Primo di dieci figli di una famiglia di contadini e sacrestani, all’età di 10 anni, dopo essere stato quasi sempre malato, Titus guarisce improvvisamente per intercessione di Maria Santissima e in quei giorni, con sorpresa di tutti, le promette di “essere suo figlio per sempre” e diventare sacerdote salesiano. Riesce a realizzare questo sogno nel 1927, dopo aver superato per due anni l’opposizione della famiglia, del parroco e del direttore dell’opera salesiana di Šaštín. La stessa determinazione ritorna nel giovane e nell’uomo Zeman (novizio nel 1931, professo temporaneo nel 1932, professo perpetuo nel 1938 e prete nel 1940).
Quando il regime comunista si instaura nella Cecoslovacchia post-bellica e perseguita la Chiesa, don Titus difende il simbolo del crocifisso (1946), pagando con il licenziamento dalla scuola in cui insegnava. Sfuggito provvidenzialmente alla “Notte dei barbari” e alla deportazione dei religiosi (13-14 aprile 1950), perché in servizio presso una parrocchia diocesana, si chiede cosa possa fare per permettere ai chierici di raggiungere la meta del sacerdozio. Decide allora, non senza sofferenza, di varcare con loro la Cortina di ferro, in direzione di Torino dove il Rettor Maggiore, don Ricaldone, lo accoglie e benedice l’impresa. Dopo due passaggi riusciti (estate e autunno 1950), nell’aprile 1951 la spedizione fallisce.

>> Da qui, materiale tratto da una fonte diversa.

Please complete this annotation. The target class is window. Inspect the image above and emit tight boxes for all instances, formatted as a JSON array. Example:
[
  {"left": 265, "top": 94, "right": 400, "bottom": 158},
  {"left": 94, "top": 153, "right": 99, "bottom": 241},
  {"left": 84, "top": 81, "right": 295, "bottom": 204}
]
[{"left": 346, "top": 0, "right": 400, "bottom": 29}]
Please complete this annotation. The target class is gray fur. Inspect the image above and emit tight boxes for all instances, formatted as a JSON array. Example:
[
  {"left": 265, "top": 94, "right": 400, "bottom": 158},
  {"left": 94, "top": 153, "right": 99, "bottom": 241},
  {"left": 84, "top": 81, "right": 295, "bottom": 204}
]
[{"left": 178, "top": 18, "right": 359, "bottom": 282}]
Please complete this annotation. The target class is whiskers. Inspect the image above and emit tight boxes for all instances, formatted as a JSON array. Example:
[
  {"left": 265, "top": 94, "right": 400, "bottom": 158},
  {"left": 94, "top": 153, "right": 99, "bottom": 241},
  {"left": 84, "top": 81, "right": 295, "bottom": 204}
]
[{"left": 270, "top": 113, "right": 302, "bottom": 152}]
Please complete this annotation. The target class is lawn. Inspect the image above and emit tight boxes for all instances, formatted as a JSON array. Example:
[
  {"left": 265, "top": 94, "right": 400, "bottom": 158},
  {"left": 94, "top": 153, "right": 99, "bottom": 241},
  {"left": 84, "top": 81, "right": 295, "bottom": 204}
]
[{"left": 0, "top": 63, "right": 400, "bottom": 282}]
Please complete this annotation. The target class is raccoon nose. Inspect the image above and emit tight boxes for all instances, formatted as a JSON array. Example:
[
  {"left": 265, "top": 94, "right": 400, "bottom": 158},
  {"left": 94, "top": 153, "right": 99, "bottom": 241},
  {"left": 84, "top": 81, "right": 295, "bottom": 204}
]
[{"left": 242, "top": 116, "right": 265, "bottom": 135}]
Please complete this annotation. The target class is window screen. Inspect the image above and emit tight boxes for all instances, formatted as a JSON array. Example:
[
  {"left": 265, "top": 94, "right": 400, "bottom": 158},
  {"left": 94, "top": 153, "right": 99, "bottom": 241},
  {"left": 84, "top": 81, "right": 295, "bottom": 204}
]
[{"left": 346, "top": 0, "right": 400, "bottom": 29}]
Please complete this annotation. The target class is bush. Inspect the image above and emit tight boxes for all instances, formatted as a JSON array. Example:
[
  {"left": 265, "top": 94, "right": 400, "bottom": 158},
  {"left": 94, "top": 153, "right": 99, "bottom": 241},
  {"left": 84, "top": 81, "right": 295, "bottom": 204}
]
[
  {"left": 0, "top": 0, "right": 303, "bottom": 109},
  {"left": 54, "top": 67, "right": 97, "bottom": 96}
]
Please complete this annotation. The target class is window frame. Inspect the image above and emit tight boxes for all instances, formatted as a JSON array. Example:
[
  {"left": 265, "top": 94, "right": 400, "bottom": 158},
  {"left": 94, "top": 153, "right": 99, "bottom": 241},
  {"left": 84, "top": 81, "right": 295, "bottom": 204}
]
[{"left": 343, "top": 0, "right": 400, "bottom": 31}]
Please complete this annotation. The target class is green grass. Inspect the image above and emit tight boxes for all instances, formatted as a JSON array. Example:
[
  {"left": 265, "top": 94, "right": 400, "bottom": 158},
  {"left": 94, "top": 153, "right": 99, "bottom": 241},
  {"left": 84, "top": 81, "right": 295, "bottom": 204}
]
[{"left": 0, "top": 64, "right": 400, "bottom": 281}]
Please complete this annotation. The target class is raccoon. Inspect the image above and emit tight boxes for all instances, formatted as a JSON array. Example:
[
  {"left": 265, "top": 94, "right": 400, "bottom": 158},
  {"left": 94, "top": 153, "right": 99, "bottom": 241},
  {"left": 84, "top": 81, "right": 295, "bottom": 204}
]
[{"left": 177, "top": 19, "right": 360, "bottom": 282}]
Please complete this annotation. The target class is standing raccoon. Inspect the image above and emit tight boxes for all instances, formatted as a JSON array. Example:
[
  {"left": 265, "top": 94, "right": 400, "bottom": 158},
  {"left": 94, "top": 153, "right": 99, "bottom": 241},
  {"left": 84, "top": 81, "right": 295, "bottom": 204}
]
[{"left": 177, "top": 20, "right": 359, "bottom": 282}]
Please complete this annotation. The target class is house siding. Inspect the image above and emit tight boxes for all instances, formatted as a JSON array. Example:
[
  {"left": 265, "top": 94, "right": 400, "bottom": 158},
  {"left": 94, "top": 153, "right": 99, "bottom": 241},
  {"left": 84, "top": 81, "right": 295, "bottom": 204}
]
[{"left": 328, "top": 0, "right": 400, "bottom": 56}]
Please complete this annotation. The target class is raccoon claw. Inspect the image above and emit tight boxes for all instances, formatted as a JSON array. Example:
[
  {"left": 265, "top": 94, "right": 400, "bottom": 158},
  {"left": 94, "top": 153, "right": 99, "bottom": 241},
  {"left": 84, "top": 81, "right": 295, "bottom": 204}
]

Don Titus Zeman affronta allora: una settimana di torture tra la cattura e l’arresto (9-16 aprile 1951); ulteriori 10 mesi di detenzione preventiva, pesantemente torturato, sino al processo del 20-22 febbraio 1952; ulteriori 12 anni di detenzione (1952-1964); quasi 5 anni in libertà condizionata, sempre spiato, seguito, perseguitato (1964-1969). Don Zeman è bollato come “m.u.k.l.”, o «uomo destinato all’eliminazione» e sperimenta la vita durissima nelle carceri e nei campi di lavoro forzato.
È costretto alla triturazione manuale e senza protezione dell’uranio radioattivo; trascorre centinaia di giorni in cella di isolamento; è poco curato, in un quadro di crescente compromissione cardiaca, polmonare e neurologica.
Il 10 marzo 1964 ritorna a casa ormai “irriconoscibile”, e vive un periodo di intensa sofferenza anche spirituale per il divieto a esercitare pubblicamente il proprio ministero sacerdotale. Muore – amnistiato in extremis - l’8 gennaio 1969 dopo triplice infarto e dopo essere stato trattato come una “cavia da esperimento”. Lo accompagna anche in morte la fama di martirio e persino le spie presenti ai funerali ne parlano nei verbali come d’un martire che ha tanto sofferto per la Chiesa. Meno di un anno dopo, ancora in pieno comunismo, un processo di revisione (1969) nega la legittimità della sua condanna per spionaggio ed alto tradimento. Nel 1991 il processo di riabilitazione lo riconosce definitivamente innocente.
La testimonianza di don Zeman è l’incarnazione della chiamata vocazionale di Gesù e della predilezione pastorale per i ragazzi e i giovani, soprattutto per i giovani confratelli salesiani, predilezione che si manifesterà, come in Don Bosco, in una vera passione, cercando il loro bene, ponendo in questo tutte le sue energie, tutte le forze, tutta la vita in spirito di sacrificio e di offerta: “anche se perdessi la vita, non la considererei sprecata, sapendo che almeno uno di quelli che avevo aiutato è diventato sacerdote al posto mio”.